Tecnologias de pulverização dirigida, como a recém-chegada WEEDit, criada na Holanda e desenvolvida na Austrália, garantem bons resultados no combate às plantas daninhas, cada vez mais resistentes aos agroquímicos.


Tecnologia aplica agroquímicos diretamente na planta

Foto: Divulgação WEEDit

Desde 2009, quando terminou a faculdade de agronomia em Campo Grande (MS), Ricardo Alexandre Borges vinha pesquisando alternativas de combate às plantas daninhas. Produtor tecnificado, acreditava que a solução incluía pulverizações em taxas variáveis na lavoura.
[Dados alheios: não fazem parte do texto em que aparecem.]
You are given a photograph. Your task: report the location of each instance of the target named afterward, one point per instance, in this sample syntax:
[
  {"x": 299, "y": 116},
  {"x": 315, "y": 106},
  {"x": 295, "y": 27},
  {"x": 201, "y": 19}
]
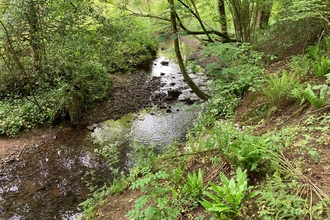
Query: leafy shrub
[
  {"x": 317, "y": 100},
  {"x": 280, "y": 199},
  {"x": 160, "y": 200},
  {"x": 279, "y": 87},
  {"x": 226, "y": 203},
  {"x": 321, "y": 67},
  {"x": 300, "y": 65},
  {"x": 239, "y": 148},
  {"x": 17, "y": 113}
]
Os sistemas tradicionais de manejo já não estavam funcionando bem, os custos com agroquímicos aumentavam ano a ano, mas até então ele dormia relativamente bem. Borges perdeu o sono há cerca de cinco anos, quando comprovou na prática a crescente resistência de espécies invasoras aos herbicidas, especialmente ao glifosato. Apesar do baque, não desanimou. Continuou a busca por produtos e/ou equipamentos que lhe permitisse controlar as daninhas, de preferência a baixo custo.

No início deste ano, Borges soube que acabava de chegar ao Brasil uma tecnologia originária da Holanda – a WEEDit (algo como “capine isto” em tradução não literal), adaptada à agricultura pelos australianos, que permite a aplicação direta na planta. Ele entrou em contato com os representantes, acompanhou uma demonstração, gostou do que viu e decidiu investir pouco mais de meio milhão de reais na compra do equipamento para uso nas Fazendas Nova Geração (FNG), com terras próprias e arrendadas em Mato Grosso do Sul, Mato Grosso e Goiás. Resultado: somente na dessecação de plantas daninhas em 6.510 hectares, antes do plantio de soja, economizou R$ 436.170 em herbicidas. Feliz com a aquisição, disse: “O investimento será pago, com sobras, até o final da safra 2017/18”.

Jateamento controlado

A Agro DBO presenciou no mês passado a estreia da WEEDit no Centro-Oeste, mais precisamente na unidade da FNG na tríplice divisa entre Goiás, Mato Grosso do Sul e Mato Grosso. “Pelo mapa, a fazenda fica em Goiás, mas oficialmente está cadastrada no município de Costa Rica, no Mato Gosso do Sul”, comenta Borges sobre o imbróglio geográfico. Além de pioneiro na região no uso do equipamento, ele é o terceiro a utiliza-lo em escala comercial no país (antes dele, foi usado em duas fazendas na Bahia) e o primeiro, segundo os fornecedores, a acoplar a estrutura em um pulverizador com barra de fibra de carbono de 36 metros de comprimento. “É o maior pulverizador a embarcar a tecnologia no Brasil”, garante Mateus Tonini Eitelwein, gerente de produto e sócio da Smart Sensing Brasil, empresa criada neste ano de 2017 para ser a representante da novidade no mercado brasileiro.